Cryogenic stability of retained austenite in Fe-Cr-Ni weld metals obtained by laser welding

Fe-Cr-Ni alloy is the most potential substitute for Ni-based alloys as consumable in low-temperature nickel steel welding. In this study, six groups of Fe-Cr-Ni weld metals with different chemical composition were fabricated by single-pass laser welding. The volume fraction of retained austenite (RA) in the weld metals in as-welded condition increased from 0 to 30.2% with the increment of amounts of alloy elements (Cr, Ni and Mn). The thermal stability of RA was investigated by deep cryogenic treatment (DCT) to see whether sufficient RA can be maintained at low temperature. The results revealed that if the initial content of RA was < similar to 18%, RA would not transform into martensite after DCT. The surrounding martensite can hinder the transformation of RA, which plays a dominant role in the cryogenic stability of RA. The higher the strength/hardness of the surrounding martensite, the stronger the resistance to the transformation of RA. The carbon content of the surrounding martensite is the crucial factor affecting its strength/hardness.
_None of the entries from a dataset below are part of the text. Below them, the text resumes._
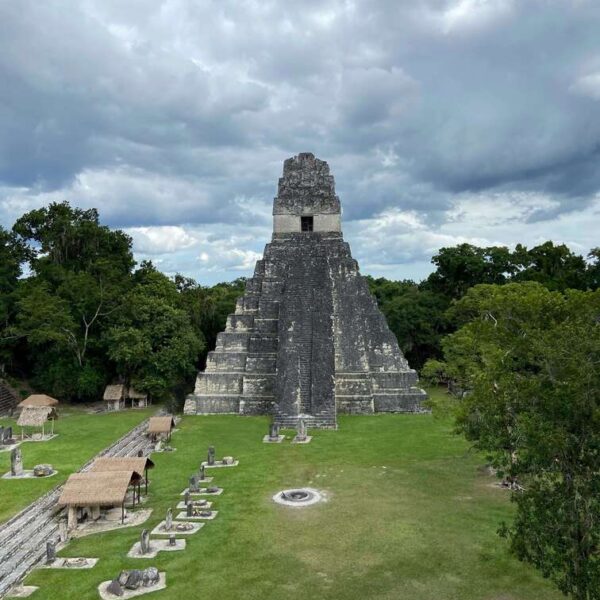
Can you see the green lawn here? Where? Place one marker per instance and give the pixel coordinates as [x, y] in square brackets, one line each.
[410, 516]
[81, 437]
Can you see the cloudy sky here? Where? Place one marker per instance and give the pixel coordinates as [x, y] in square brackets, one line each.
[443, 121]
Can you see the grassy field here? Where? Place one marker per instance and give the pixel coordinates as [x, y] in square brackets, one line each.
[81, 436]
[410, 515]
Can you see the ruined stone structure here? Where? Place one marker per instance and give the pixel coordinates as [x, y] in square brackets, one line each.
[307, 339]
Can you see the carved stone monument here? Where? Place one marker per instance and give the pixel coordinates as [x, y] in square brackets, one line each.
[50, 552]
[301, 431]
[145, 542]
[210, 459]
[169, 520]
[307, 339]
[16, 462]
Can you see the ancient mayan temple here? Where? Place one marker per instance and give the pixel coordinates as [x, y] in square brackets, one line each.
[307, 339]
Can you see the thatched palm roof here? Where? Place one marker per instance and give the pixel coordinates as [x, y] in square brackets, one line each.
[133, 394]
[36, 416]
[38, 400]
[124, 463]
[161, 424]
[97, 488]
[114, 392]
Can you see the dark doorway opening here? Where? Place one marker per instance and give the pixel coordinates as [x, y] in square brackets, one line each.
[306, 223]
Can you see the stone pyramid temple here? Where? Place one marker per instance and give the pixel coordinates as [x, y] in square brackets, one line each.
[307, 340]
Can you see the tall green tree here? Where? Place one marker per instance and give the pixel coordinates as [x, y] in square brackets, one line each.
[208, 307]
[461, 267]
[556, 267]
[13, 254]
[416, 316]
[154, 344]
[81, 271]
[530, 360]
However, if the alloy elements amounts were too large, the thermal stability of RA would decrease and some of RA would transform to martensite after DCT. The newly formed martensite (fresh martensite) increased strain concentration of the weld metal, which enhanced the strain energy of martensite transformation and therefore restrained the further transformation of RA. The content of RA in the Fe-13.497Cr-7.249Ni-0.93Mn and Fe-15.548Cr-7.622Ni-0.961Mn weld metals after DCT dropped to similar to 18%. The optimum of initial content of RA in the weld metals for low-temperature toughness is similar to 18%.